Renascence Tarafder Prapty (University of California Irvine), Gene Tsudik (University of California Irvine)
Multi-Factor Authentication (MFA) enhances login security by requiring users to use multiple authentication factors. MFA adoption has surged in recent years in response to the growing frequency, diversity, and sophistication of attacks. Duo is among the most popular MFA providers, used by thousands of organizations worldwide, including Fortune 500 companies and large educational institutions. However, its usability has not been investigated thoroughly or recently. Although prior work addressed technical challenges and user perceptions during initial implementation phases, there was no assessment of key usability metrics, such as average task completion time and System Usability Scale (SUS) scores. Moreover, relevant prior results are outdated, having been conducted years ago when the entire MFA concept was relatively new and unfamiliar to the average user.

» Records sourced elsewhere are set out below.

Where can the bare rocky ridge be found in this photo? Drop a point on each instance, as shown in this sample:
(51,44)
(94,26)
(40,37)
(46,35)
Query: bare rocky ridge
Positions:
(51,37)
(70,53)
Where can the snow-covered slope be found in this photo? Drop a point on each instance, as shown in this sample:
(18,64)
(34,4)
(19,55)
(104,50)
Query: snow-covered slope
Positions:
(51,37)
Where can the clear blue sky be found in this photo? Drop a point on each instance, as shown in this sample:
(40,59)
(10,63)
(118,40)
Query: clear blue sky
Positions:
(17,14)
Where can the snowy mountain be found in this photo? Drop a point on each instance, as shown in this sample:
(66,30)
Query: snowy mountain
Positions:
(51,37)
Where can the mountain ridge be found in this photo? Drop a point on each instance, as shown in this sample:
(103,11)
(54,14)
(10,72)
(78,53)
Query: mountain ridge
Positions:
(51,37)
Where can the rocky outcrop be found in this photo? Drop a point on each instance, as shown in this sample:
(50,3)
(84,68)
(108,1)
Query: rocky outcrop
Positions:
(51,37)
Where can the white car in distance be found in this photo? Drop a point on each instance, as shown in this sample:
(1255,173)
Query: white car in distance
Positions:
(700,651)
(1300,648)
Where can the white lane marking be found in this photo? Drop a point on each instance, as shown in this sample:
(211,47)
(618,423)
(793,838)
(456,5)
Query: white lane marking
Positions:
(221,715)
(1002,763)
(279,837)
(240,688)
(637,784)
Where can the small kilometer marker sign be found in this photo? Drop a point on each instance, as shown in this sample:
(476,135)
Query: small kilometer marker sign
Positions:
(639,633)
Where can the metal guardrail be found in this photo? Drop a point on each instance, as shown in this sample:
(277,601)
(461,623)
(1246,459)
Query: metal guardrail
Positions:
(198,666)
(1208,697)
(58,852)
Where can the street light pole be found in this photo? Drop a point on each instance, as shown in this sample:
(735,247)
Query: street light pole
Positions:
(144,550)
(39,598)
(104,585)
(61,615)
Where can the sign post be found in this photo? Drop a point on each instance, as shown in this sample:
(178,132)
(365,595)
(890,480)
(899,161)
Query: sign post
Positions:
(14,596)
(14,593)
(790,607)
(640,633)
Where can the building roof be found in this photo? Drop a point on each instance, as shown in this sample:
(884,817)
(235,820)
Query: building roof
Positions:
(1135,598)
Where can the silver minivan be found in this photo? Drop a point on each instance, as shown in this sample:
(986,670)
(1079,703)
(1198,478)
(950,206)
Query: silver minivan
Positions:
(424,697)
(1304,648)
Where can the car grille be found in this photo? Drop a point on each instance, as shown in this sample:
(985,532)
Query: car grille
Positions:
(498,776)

Motivated by the above, we conducted a long-term and largescale Duo usability study. This study took place at the University of California Irvine (UCI) over the course of the 2024-2025 academic year and it involved 2, 559 unique participants. Our analysis is based on a large set of authentication log files and a survey of 57 randomly selected participants. The study reveals that the average overhead of a Duo Push notification task is nearly 8 seconds, a duration described by participants as short to moderate. Several factors influence this overhead, including the time of day when the task was performed, the participant’s field of study, as well as their education/student level. The rate of authentication failures due to incomplete Duo tasks is 4.35%. Furthermore, 43.86% of survey respondents reported experiencing a Duo login failure at least once. The Duo SUS score is found to be 70, corresponding to a “Good” usability level: while participants generally find Duo easy to use, they also perceive it as annoying. On a positive note, Duo increases participants’ sense of security regarding their accounts. Finally, participants described commonly encountered issues and provided constructive suggestions for improvement.